If anything, a higher percentage of a typical academic’s work is funded directly by taxpayer dollars than the (implicit) subsidy of foregone tax dollars.
I agree about the direction, I disagree about the magnitude. I especially disagree if the tenor is more like righteous outrage and less like dispassionate normative analysis (akin to the “cheeseburger ethicist”). On a more personal level, I don’t personally appreciate being yelled at by people who I consider to be morally inferior.
I agree. I think I was responding more to (and trying to mirror) the general tenor of his righteous outrage than trying to claim that the arguments are wrong on the object-level for their merits.
(I’ve since anonymized him in my parent comment, feel free to do the same)
He is now at an elite private university and was previously at GPI. I would expect that the proportion of funding for philosophy departments at such universities that flows from government coffers is pretty low. The funding situation of public universities, low-end private universities designed to exploit the federal student aid program (ugh), and so on isn’t relevant in my view.
Plus, in my view he is writing his blog in his personal capacity and not as an employee of his university (just as each of us can write on the Forum on your personal without our views being attributed to our employers). Even if you attribute a few percentage of his salary as an entry-level philosophy prof to the blog, and guess what percentage of that salary is paid through taxpayer dollars, it’s still going to be really small potatoes next to Open Phil’s impact on the public fisc.

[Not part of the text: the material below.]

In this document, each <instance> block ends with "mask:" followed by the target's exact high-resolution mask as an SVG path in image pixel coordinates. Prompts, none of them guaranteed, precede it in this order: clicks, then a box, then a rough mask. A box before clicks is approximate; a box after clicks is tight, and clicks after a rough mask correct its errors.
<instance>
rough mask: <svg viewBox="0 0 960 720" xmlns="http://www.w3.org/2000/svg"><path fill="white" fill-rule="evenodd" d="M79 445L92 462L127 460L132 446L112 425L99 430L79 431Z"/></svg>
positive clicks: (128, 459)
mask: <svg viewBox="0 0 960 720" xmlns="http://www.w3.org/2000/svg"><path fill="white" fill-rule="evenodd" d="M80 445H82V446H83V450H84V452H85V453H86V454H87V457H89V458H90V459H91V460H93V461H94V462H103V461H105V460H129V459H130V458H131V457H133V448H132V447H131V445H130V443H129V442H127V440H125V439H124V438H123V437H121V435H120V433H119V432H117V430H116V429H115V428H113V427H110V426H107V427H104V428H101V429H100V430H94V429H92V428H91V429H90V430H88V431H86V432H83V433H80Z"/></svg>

To emphasize, I’m not defending everything that was in the philosopher’s blog post. It was not, in my opinion, anywhere close to his best work.
.
[replying to two of your comments in one because it is basically the same point]
This seems pretty uncompelling to me. A private individual’s philanthropy reduces tax revenues relative to their buying yachts, but a private individual’s decision to pursue a lower-paid academic career instead of becoming a software engineer or banker or consultant (or whatever else their talents might favour) also reduces tax revenues. Yes, the academic might have deeply personal reasons for their career choice, but the philanthropist might also have deeply personal reasons for their philanthropy—or their counterfactual yacht buying.
The fact that Vanderbilt is a private university also seems like a weak defense—what are the funding sources for Vanderbilt? As far as I am aware they are largely 1) an endowment started by billionaire philanthropy 2) taxpayer funded research 3) taxpayer subsidized student loans and 4) tax deductible donations. If benefiting from tax expenditures is sufficient to invite scrutiny then few US academics are exempt.
To use an even clearer example: a married couple’s decision to file their taxes jointly potentially significantly reduces their taxes. But I think their decision to do so causes absolutely zero increase in the extent to which it is appropriate to criticize them.
I think a much weaker version of this argument—that making tax-deductable charitable donations invites scrutiny as to whether their object really is charitable vs being a mere vanity project—is valid. But the scope of charitable objectives in the tax rules is very broad (to the extent that often activism on both sides of a political issue qualify!).